CAD/JPY traded higher on Monday, breaking above the upper end of a symmetrical triangle that had been containing the price action since January 24th. The rate traded briefly above the key barrier of 90.80, which provided decent resistance between January 28th and February 4th. However, it returned back below that line. In any case, as long as the rate is trading above the upper end of the triangle, we would consider the short-term picture to be positive.
Even if the current setback continues for a while more, we see decent chances for the bulls to regain charge from near the upper end of the triangle. If indeed this is the case and we do see a rebound, we would expect a test near the 91.20 barrier, which is slightly above the high of January 27th, and it is marked by the inside swing low of January 20th. If that barrier is broken, then we could see advances towards the 91.65 or 91.95 zones, marked by the highs of January 20th and 19th, respectively.
Turning our gaze to our short-term oscillators, we see that the RSI, although above 50, has turned down, while the MACD lies above both its zero and trigger lines, but shows signs of topping as well. Both indicators detect slowing upside speed, and support the view for some further retreat before the next leg north.

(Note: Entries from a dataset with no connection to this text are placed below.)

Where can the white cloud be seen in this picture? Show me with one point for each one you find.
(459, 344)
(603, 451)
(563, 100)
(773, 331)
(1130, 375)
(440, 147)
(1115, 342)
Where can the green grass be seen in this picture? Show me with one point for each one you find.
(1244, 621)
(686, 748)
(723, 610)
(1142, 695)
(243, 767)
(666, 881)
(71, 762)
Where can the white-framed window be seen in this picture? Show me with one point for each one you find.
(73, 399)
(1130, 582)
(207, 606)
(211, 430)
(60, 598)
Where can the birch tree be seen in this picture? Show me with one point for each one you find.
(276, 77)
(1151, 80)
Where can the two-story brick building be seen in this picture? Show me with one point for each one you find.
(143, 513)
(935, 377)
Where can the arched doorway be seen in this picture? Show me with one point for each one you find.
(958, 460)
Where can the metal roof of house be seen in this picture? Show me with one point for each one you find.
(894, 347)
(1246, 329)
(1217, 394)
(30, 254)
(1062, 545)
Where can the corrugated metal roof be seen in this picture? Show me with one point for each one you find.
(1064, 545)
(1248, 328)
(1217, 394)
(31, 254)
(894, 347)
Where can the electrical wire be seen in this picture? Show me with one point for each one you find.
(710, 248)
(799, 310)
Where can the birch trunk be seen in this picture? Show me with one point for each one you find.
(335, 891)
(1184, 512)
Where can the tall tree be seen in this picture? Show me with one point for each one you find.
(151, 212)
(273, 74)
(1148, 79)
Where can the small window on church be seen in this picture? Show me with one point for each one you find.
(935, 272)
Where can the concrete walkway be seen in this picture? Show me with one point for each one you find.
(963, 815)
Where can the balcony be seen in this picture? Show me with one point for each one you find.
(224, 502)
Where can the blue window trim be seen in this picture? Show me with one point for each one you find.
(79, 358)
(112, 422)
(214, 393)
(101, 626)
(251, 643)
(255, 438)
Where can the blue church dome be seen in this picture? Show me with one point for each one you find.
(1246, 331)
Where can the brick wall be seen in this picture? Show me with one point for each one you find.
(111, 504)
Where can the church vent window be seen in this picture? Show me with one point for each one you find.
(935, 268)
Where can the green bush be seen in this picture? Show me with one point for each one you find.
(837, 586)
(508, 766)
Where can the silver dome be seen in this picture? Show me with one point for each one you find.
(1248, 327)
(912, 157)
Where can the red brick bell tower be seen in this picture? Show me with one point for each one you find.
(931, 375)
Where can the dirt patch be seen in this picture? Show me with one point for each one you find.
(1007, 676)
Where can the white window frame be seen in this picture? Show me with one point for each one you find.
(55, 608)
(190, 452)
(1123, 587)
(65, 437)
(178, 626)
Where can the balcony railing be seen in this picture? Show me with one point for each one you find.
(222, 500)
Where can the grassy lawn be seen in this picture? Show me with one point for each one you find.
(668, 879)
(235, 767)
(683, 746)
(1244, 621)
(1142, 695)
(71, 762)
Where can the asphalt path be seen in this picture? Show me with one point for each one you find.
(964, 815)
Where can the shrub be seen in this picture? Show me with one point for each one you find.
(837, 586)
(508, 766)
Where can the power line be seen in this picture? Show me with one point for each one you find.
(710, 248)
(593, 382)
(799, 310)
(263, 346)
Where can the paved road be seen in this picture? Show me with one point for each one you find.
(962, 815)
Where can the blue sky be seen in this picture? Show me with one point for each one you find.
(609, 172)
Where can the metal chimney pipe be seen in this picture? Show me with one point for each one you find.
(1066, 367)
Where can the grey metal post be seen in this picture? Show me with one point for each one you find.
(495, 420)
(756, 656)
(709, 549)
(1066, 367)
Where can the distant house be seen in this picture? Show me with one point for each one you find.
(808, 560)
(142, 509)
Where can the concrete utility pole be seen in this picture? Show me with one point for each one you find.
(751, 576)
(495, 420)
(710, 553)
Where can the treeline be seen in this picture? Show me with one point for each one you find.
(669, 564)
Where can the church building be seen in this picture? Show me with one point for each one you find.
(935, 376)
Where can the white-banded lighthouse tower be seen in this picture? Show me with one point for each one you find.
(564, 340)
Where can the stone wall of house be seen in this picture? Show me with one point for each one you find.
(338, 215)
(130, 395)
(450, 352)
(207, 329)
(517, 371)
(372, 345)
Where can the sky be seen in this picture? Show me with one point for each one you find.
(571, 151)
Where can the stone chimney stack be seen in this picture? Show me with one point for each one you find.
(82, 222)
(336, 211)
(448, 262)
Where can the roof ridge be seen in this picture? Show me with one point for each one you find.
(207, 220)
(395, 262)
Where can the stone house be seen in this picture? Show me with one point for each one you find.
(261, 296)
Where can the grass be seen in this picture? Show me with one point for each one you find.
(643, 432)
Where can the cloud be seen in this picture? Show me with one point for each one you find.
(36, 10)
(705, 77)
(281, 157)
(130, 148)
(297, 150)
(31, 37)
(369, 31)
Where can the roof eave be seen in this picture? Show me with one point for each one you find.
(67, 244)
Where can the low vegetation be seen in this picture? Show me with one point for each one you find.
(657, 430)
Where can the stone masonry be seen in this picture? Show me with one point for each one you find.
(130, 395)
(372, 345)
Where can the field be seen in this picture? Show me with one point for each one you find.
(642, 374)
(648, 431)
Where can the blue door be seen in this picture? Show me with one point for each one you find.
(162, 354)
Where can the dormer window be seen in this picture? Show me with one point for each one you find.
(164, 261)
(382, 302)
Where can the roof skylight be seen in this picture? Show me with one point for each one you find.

Now, in order to start examining the bearish case, we would like to see a clear dip below the round figure of 90.00. The rate will already be below the lower end of the pre-discussed triangle and the bears may initially get encouraged to push the action towards the low of January 24th, at 89.57. Slightly lower lies the 89.45 barrier, marked by the low of December 28th, the break of which could extend the fall towards the low of December 24th, at 89.10.